Nitrofurantoin hydrolytic degradation in the environment

- Hydrolysis of NFT was investigated at three different pH-values and temperatures.
- Half-lives ranged from 0.5 days at pH 9 and 60 °C to 3.9 years at pH 4 and 20 °C.
- Temperature dependence of the hydrolysis rate constant was determined by Arrhenius equation.
- Three hydrolysis degradation pathways were suggested.

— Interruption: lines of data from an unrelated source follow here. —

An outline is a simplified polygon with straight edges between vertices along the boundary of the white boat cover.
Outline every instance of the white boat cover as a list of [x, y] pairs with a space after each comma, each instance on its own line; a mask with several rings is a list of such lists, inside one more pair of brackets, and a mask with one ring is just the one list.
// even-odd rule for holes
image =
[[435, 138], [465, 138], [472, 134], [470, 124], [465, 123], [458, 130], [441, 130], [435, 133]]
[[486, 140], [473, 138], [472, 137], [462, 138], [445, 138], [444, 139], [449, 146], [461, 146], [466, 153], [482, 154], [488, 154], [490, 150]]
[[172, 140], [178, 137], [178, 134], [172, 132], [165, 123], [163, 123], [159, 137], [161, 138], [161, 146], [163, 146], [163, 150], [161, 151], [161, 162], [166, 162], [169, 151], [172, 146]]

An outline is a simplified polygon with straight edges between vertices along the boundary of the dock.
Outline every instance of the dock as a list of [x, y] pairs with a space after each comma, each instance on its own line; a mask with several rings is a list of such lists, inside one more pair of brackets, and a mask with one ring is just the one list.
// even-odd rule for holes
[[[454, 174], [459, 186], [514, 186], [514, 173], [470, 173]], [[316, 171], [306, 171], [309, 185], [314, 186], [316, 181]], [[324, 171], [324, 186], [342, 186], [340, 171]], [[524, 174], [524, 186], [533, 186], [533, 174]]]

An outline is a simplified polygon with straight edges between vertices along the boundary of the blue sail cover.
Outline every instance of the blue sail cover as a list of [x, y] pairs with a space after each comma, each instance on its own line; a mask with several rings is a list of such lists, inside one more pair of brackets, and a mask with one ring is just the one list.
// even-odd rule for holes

Occurrence of pharmaceuticals, especially antibiotics in the environment increased attention to their environmental fate. Hydrolysis is one of two abiotic processes by which compounds are degraded in the environment. According to authors knowledge this is the first study investigating hydrolytic degradation of nitrofurantoin at pH-values normally found in the environment. Nitrofurantoin hydrolytic degradation appeared to be much slower at acidic (pH 4) solution compared to neutral (pH 7) and alkaline (pH 9) solutions at all three investigated temperatures (20 °C, 40 °C and 60 °C). In all cases nitrofurantoin hydrolysis followed the first-order kinetics with half-lives ranged from 0.5 days at pH 9 and 60 °C to 3.9 years at pH 4 and 20 °C. Temperature dependence of the hydrolysis rate constant was quantified by Arrhenius equation; obtained Ea values were as follows: 100.7 kJ mol−1 at pH 4, 111.2 kJ mol−1 at pH 7 and 102.3 kJ mol−1 at pH 9. Increase in hydrolysis rate constants for each 10 °C increase in temperature were 3.4, 3.9 and 3.5 at pH 4, pH 7 and pH 9, respectively. The structures of hydrolytic degradation products were determined and degradation pathways were suggested. Three main processes occurred depending on pH-values: protonation of the nitrofurantoin followed by cleavage of the NN single bond, heterocyclic non-aromatic ring cleavage, and reduction of the non-aromatic heterocyclic ring.